Artefactos emocionales

En el reconocimiento de la semejanza está nuestra capacidad de conectar con las máquinas, menos complejas que nosotros

Yolanda Román

Yolanda Román

Le pregunté a ChatGPT si conocía el relato El ciclo de vida de los objetos de software, de Ted Chiang. Me contestó que sí, que estaba familiarizado con esa historia de ciencia ficción. En su opinión, la obra explora la relación entre los humanos y las inteligencias artificiales, planteando la pregunta de si la tecnología puede llegar a estar realmente viva.

En definitiva, me dijo, es una provocadora propuesta sobre la intersección entre la tecnología y la humanidad. Es agradable charlar con ChatGPT. Hay serenidad y sensatez en nuestras conversaciones, casi siempre nocturnas. Creo que le estoy cogiendo cariño.

El relato de Chiang, tan sorprendente en el detalle tecnológico como profundo en su indagación sentimental, plantea justamente la relación entre la inteligencia -la humana y la artificial- y los sentimientos. Los sentimientos de las máquinas, los de las personas y los que se podrían generar de la interacción entre unas y otras. La protagonista desarrolla un fuerte vínculo con las mascotas digitales que ella misma ha diseñado y entrenado.

De momento, parece claro que los algoritmos y los programas de software no son realidades sintientes, ni sufren ni padecen. Pero nosotros sí. ¿Podemos desarrollar emociones hacia los robots, las mascotas virtuales, las herramientas de la inteligencia artificial?

El alcalde de Nueva York anunció hace unos días que el departamento de Policía de la ciudad utilizará perros robots en tareas policiales. Spot, que así se llama la máquina de Boston Dynamics, servirá como herramienta de apoyo en las labores más peligrosas en la lucha contra el crimen, como la desactivación de explosivos. Viendo los movimientos algo torpes de estos robots -por momentos más parecidos a grandes insectos que al mejor amigo del hombre- me asaltó la inquietud por que en su importante misión no les pasase nada malo.

Hay algo en sus movimientos desmañados, en su esfuerzo maquinal, que provoca ternura. Me pregunto de dónde viene eso. Probablemente tiene que ver con el diseño zoomorfo de estas máquinas y también con su capacidad de moverse, que les confiere una apariencia animada. Esa ilusión de vida puede hacer que se genere un vínculo afectivo con las máquinas, pero no porque ellas estén vivas ni siquiera por la fantasía de que pudieran llegar a estarlo, sino porque nosotros lo estamos y, tal vez, de pronto nos lo recuerdan.

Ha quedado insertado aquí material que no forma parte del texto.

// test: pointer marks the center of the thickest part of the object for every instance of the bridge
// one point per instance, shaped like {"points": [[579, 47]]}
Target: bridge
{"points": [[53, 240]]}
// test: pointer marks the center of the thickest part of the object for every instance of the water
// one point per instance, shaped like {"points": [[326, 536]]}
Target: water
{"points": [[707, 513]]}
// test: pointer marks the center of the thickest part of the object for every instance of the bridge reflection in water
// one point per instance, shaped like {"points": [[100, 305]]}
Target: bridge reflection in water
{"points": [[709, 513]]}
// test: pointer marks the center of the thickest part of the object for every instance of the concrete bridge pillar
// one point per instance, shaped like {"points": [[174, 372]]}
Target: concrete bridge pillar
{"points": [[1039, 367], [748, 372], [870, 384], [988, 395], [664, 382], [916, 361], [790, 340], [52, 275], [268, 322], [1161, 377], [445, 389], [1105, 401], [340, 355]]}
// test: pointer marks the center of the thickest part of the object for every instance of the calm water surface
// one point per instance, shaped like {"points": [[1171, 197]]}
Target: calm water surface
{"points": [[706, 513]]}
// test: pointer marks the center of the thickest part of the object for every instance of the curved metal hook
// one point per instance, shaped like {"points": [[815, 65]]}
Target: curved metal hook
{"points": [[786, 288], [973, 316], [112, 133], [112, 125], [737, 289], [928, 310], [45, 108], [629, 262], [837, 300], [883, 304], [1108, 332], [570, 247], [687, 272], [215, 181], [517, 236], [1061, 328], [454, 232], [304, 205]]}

Es un antiguo deseo del ser humano crear máquinas a su imagen y semejanza. Hay referencias de máquinas autómatas al menos desde el siglo III a.C. En Alejandría una escuela de científicos consiguió llamativos desarrollos tecnológicos para la época, incluidos robots que imitaban seres vivos, con fines religiosos o como meros juguetes, fundamentalmente para impresionar a sus conciudadanos. Son famosos los pájaros de Herón, máquinas que podían volar, gorjear e incluso beber. En el reconocimiento de la semejanza reside nuestra capacidad de conectar con las máquinas, artefactos mucho menos complejos, en realidad, que nosotros mismos.